25. Просить на меня и облыгать Монарха пристойноли? Ваше Императорское Величество сами знать изволите. Счастие мое, что Ваше Императорское Величество изволит знать мою честность, что о том усумниться неизволили; а инако, так бы и то мне было наказание, что моя Государыня одну минуту о мне подумала, что я злодей, и законопреступник достойный виселицы.

26. В доме надлежит мне часть больше, нежели матере и сестре, а они туда ни людей моих, ни крестьян приезжих, а наконец ни меня самого непускают. И я таскаюсь по квартирам, а они денег по своей собственной оценке не выдают, и хочет еще сестра, чтобы утаил пошлину, и заплатил бы в казну вместо трех сот пятидесяти рублей, только восемьдесят рублей, ежели де ты не хочешь быть бесчестным человеком: а мне кажется, что пошлину таишь и красть монарший доход неочень честно.

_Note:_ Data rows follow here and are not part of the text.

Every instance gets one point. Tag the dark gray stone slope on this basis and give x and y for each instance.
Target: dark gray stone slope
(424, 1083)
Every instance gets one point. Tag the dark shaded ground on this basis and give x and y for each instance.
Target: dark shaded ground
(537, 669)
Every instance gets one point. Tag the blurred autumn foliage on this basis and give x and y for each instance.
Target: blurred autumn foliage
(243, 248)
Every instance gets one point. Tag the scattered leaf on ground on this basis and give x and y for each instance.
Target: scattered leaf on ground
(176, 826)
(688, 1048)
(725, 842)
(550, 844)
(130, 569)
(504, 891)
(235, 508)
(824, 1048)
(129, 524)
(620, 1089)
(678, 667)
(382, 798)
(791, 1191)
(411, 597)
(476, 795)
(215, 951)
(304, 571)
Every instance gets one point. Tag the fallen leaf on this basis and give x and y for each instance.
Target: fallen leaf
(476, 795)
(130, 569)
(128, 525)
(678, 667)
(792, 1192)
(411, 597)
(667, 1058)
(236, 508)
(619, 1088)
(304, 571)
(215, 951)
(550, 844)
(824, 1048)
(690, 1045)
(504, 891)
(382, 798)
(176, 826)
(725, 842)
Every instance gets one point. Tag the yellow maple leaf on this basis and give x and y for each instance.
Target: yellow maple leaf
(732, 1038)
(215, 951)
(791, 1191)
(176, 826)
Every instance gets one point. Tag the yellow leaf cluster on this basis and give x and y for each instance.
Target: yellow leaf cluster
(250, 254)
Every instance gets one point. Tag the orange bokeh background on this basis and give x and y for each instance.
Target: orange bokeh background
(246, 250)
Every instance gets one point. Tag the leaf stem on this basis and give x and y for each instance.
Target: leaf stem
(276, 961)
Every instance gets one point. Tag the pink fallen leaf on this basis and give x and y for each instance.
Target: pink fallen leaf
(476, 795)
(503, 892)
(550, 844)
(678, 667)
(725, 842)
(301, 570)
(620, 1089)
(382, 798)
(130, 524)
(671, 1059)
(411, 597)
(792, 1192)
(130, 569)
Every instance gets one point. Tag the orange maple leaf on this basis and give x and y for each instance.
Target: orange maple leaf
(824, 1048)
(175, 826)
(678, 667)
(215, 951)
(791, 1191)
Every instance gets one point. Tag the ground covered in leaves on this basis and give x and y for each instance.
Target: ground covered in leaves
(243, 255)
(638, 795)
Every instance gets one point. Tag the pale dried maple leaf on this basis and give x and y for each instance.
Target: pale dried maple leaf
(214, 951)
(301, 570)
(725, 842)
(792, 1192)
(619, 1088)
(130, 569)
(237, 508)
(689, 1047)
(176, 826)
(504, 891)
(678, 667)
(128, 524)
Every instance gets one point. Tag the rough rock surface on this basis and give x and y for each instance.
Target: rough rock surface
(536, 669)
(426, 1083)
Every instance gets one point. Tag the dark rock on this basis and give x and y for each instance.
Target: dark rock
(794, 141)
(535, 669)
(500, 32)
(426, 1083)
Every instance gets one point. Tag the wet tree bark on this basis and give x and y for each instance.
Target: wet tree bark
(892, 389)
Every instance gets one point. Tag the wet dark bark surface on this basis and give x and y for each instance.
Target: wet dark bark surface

27. Докончать разделу с ними никак не можно, а без докончания быть нельзя; ибо между прочим подряжено на четыре года ставить казенное вино, так [126] за то и я с ними, как неисполнитель уставов, понесу штраф и раззорение без отзыва, в Камор-Коллегию.

28. Отца духовного моей матери я неоднократно трудил, чтоб он ей истолковал, что она оставляет Бога порукою в обещании своем; а он как человек невежа, вымаранный латынью, не только по моей просьб, но ниже по приказанию Синодального Члена Архиепископа Псковского, мужа разумного, в наше дело не входит, говоря, что ему только до души ее дело, будто Бога порукою оставлять дело светское, и до души матери моей не принадлежит.

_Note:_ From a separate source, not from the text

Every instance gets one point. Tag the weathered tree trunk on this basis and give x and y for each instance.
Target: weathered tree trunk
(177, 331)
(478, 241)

29. Прибили на заборе двора их гнусную пасквиль, в которой написано так: здесь живет бессовестная мать, которая ... домашними, ближними и посторонними. Сию пасквиль по научению сестры моей, недостойной сего имени, мать моя и она приписывают мне, а по всему городу разносят сие мне бесчестие: сестра моя должна знать, что то пасквилант, и что он презреннейший в подсолнечной человек, мятежник, и неверный сын отечеству. И так или я мерской человек, или она такая цегоднейшая тварь, когда почтенному человеку такое присвояет имя, какое и Чужехвату едва впору, и могули я без наказания его читать моралию и проповеданием наполненный добродетели мои трагедии, или читать на пожалованном отличности знаки сии слова.

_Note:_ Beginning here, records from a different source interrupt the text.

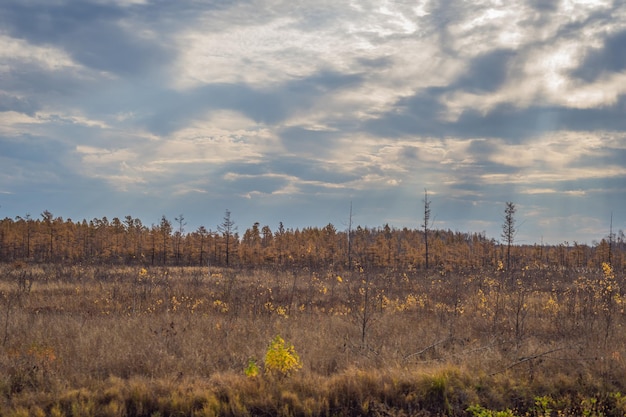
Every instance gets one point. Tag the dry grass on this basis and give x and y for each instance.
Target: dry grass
(124, 341)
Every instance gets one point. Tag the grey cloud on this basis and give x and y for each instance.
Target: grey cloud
(89, 32)
(270, 106)
(21, 105)
(305, 141)
(610, 58)
(486, 73)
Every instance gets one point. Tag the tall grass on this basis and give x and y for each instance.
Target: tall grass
(124, 341)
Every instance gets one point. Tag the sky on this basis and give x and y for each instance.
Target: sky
(293, 110)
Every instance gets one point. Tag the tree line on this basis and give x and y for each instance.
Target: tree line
(51, 239)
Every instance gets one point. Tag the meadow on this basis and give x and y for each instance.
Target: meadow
(98, 340)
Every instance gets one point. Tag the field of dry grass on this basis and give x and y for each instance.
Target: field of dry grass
(128, 341)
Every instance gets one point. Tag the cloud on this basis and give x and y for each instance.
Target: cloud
(282, 109)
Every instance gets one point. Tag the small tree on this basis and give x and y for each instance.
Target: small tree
(281, 358)
(508, 230)
(426, 225)
(227, 228)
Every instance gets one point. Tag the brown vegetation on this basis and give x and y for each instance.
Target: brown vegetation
(141, 341)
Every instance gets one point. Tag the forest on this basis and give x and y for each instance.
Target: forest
(51, 239)
(114, 318)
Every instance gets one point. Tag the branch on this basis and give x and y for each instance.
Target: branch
(526, 359)
(426, 349)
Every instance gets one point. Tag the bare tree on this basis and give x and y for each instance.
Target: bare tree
(508, 230)
(165, 228)
(227, 228)
(179, 235)
(426, 225)
(350, 238)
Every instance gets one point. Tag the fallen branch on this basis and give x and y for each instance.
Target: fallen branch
(526, 359)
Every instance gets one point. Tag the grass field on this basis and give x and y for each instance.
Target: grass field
(130, 341)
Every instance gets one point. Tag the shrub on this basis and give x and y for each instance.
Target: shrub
(281, 358)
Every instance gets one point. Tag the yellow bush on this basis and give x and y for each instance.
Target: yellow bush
(281, 359)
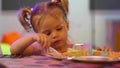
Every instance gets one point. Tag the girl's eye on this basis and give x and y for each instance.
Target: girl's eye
(47, 33)
(60, 28)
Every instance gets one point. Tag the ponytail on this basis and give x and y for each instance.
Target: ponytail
(65, 4)
(24, 17)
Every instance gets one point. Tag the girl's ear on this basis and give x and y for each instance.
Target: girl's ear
(67, 25)
(24, 16)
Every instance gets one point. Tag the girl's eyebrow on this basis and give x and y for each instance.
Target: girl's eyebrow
(46, 30)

30. Шествую я по стопам Горация, Ювенала, Депрео и Молиера, имею ли я нужду в пасквилях. Сатира и комедия лучше бы мне праведное учинили отомщение к пользе публики, нежели пасквиль; может ли человек, снабденный оружием, ухватиться вовремя защищения за заржавленное шило, а знатный стихотворец вместо сатиры и комедии за пасквиль. Может быть и весь их дом пасквилами обвешают по носящейся о сестре моей молве, но я должен ли отвечать за ее непорядочную жизнь и за мерзких пасквилянтов. [127]

31. Сбиралися они на меня писать челобитную, чтоб, за непочтение моей матере, сделать со мною по указом и высечь меня кнутом. Но та челобитная не состоялась, ибо им растолковано, что во дни владения Вашего Императорского Величества честных людей не секут, и без суда людей не обвиняют. Вот каковы стремления моего зятя и ево наперстницы, и до какой степени злобы мать постом и молитвою стремящуюся в царство небесное, они довести могут.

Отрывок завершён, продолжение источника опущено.